Formato: Online Artículo Texto
Lenguaje:English
Publicado: Public Library of Science 2019
Materias:
Acceso en línea:https://www.ncbi.nlm.nih.gov/pmc/articles/PMC6443167/
https://www.ncbi.nlm.nih.gov/pubmed/30934016
http://dx.doi.org/10.1371/journal.pone.0214747
Descripción
Sumario:In everyday life, we are often confronted with morally conflicting social interaction situations. Therefore, the main objective of the present set of studies was the development and validation of a new measure to assess decision-making in everyday moral conflict situations. All vignettes required a decision between an altruistic versus an egoistic behavioral response alternative. In three independent surveys (N = 200), we developed a 40-items measure with preferable mean rates of altruistic decisions (Study 1), clear representation of altruistic and egoistic response classes (Study 2), unambiguousness of social closeness classifications (socially close vs. socially distant protagonists; Studies 1 and 2), and high similarity to reality ratings (Studies 1 and 2).
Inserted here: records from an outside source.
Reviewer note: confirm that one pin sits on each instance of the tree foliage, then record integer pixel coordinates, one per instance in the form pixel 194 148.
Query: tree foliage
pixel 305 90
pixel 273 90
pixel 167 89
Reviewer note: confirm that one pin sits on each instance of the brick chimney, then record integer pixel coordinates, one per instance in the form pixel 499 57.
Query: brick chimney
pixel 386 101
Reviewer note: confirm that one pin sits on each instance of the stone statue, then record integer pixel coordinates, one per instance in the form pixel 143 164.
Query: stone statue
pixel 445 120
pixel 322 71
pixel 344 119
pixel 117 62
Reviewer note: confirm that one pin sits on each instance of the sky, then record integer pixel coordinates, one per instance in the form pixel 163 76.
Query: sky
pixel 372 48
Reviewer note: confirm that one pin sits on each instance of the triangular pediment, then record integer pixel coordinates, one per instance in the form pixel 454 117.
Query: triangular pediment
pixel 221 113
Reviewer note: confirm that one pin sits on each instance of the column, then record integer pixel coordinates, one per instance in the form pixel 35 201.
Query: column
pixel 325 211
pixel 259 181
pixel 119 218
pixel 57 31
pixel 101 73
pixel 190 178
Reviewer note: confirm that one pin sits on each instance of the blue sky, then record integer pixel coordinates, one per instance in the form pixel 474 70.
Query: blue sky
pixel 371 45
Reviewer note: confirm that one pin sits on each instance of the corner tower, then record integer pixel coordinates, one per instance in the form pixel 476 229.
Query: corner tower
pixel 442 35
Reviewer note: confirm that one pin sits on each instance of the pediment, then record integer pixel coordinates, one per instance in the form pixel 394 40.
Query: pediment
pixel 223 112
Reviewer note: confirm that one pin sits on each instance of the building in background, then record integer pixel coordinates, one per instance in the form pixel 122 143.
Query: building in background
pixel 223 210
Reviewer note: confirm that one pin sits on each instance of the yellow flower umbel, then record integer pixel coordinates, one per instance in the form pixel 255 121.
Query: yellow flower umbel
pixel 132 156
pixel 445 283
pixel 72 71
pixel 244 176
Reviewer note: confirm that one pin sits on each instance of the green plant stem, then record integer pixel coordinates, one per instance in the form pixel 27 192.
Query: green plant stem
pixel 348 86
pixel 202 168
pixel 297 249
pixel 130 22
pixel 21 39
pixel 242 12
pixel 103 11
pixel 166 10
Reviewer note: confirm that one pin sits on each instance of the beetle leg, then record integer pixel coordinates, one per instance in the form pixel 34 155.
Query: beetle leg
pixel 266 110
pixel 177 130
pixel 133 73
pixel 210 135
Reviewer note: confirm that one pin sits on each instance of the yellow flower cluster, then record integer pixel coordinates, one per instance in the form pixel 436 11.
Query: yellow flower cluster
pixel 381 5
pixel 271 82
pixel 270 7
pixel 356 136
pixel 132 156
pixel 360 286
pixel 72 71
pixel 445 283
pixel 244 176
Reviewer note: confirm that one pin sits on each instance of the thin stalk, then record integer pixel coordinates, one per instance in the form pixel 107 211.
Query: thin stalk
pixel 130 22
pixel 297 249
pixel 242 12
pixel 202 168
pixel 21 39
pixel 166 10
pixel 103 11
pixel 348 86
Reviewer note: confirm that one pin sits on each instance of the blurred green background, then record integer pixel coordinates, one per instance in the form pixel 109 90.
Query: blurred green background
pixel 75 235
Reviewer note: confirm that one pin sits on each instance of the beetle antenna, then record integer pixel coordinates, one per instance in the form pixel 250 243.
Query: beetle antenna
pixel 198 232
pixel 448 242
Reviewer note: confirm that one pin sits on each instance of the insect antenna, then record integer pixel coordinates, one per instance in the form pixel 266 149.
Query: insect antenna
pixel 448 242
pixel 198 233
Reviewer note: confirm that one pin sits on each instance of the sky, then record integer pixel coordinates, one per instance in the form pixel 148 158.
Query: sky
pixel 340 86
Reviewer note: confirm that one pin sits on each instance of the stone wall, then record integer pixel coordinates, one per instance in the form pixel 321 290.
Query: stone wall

Additionally, we developed two parallelized item sets for future use in within-subjects design studies and investigated the measurement properties of our new scale (Studies 1 and 3). Results of Rasch model analyses and classical test theory fit indices showed unidimensionality and confirmed the appropriateness of the fragmentation into two parallelized item sets. Notably, in our data, there were neither effects of social closeness nor gender on the percentage of altruistic decisions. In sum, we propose the Everyday Moral Conflict Situations (EMCS) Scale as a promising new measurement tool that may facilitate further research in different research areas due to its broad applicability.